When Merida decided to start manufacturing in southern Massachusetts nearly twenty years ago, we saw the potential in the rich textile manufacturing community present there. Today, the town of Fall River is on the verge of a design manufacture renaissance, and Merida is proud to be spearheading that movement. We caught up with another company with roots in New England’s textile weaving tradition, and dished about inspirations and in-house textile creation.
We spoke with Bess Clarke, CEO of Nantucket Looms, a boutique storefront and handweaver operating in the heart of Nantucket since 1968. For high-end clients to discerning visitors and locals alike, Nantucket Looms has carried on a tradition of design manufacturing and in-house weaving, in addition to a flourishing interior design business. They also help foster a community of local artists and artisans who are featured in their shop.
How did your partnerships with luxury fashion houses and high-end clients begin, and how have they developed?
Many of these partnerships developed from the connections the original founders of the Looms —Bill Euler and Andy Oates— had to designers and to customers from New York and Boston who vacationed on Nantucket. Bill had worked at the Plaza Hotel in NYC and Andy had studied under master weaver Anni Albers at the famed Black Mountain College, so they both brought a variety of experiences and relationships to the business. Bill and Andy had both developed reputations for excellence in design and quality and became the go-to for high-end production textiles, before fabric was so readily outsourced abroad on a mass production scale. Nantucket Looms has proudly produced the wall coverings for the National Gallery in Washington, D.C., the fabric in Chanel’s Corporate Headquarters in Paris and for the upholstery fabric in Bill Gates’ private airplane. And the list goes on…
What is it about Nantucket that inspires you?
We find inspirations in the natural color palette of the island—the greens and browns of the moors, the blues and turquoise of the ocean and the soft grays, pinks, and soft purples of the sky. Also, in the landscape and details of the island; In the organic shapes of shells and seaglass found on our beautiful beaches, in the historic Quaker architecture that has been so carefully preserved over the past two hundred years and of course in the local art of the island—everyone from weavers to basket makers, painters, potters, carvers and jewelers who carry their work here at Nantucket Looms.
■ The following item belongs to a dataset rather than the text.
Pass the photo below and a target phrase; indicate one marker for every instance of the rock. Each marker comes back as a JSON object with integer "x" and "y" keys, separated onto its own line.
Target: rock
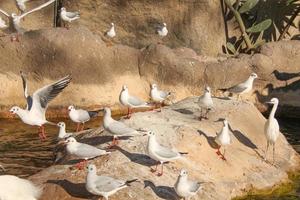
{"x": 178, "y": 127}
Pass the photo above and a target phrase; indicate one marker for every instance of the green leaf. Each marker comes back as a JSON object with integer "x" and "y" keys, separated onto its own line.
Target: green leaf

Explain the value of having both textile design and weaving under the same roof.
In our world design and weaving go hand in hand, literally. Each weaver personally oversees the production of every piece they make, start to finish. The design component, the actual weaving of the textile and the finishing process are all equally important parts of the process. Since we only produce 7-14 pieces at a time, each textile deserves the time and attention to make them unique.
How do you envision the future of design, textiles, and interiors?
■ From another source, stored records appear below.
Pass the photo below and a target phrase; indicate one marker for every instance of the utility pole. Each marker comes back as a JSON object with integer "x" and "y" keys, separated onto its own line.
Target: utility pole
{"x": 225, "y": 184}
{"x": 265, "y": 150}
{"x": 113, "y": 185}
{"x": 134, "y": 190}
I think people will have more focused interest in where things are made and how they are produced. Now that interior furnishings can be readily accessed online in a moment’s notice, people will start to want more of a story to what they are buying. Here at Nantucket Looms you can know who made your handwoven throw and customize it based on your color palette.
How do your company values align with Merida’s?
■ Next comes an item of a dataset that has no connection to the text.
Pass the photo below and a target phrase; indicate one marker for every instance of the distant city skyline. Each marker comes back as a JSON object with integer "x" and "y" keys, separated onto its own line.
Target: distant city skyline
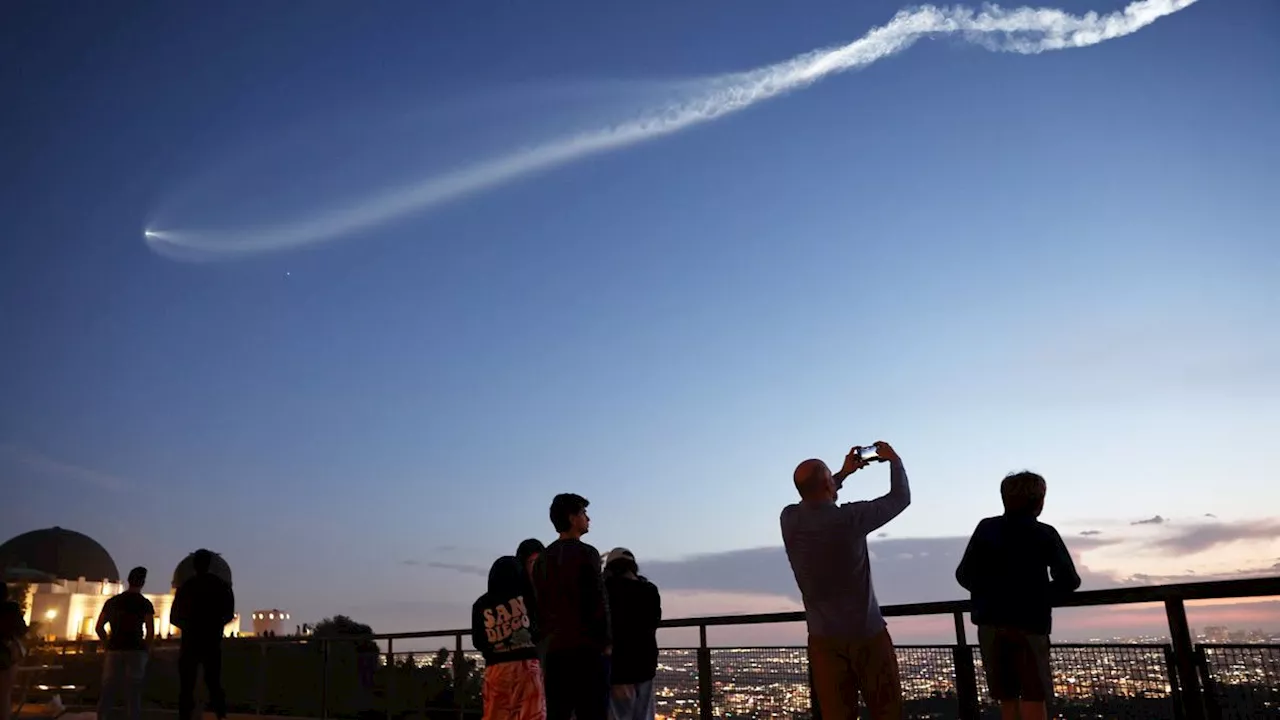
{"x": 1061, "y": 261}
Besides loving the look and quality of Merida’s products, Nantucket Looms shares Merida’s same values of craftsmanship and the integrity of our materials. And similar to Merida who has been in business for 30 years, we too are dedicated to our local economy by employing people year-round since 1968.
In your expert opinion, which of our woven in USA collections do you like the most?
We are drawn to the Tissage Collection since it most closely resembles the Nantucket Looms handwoven textiles that we are known for. Simple, yet classic weave structures that represent timeless style.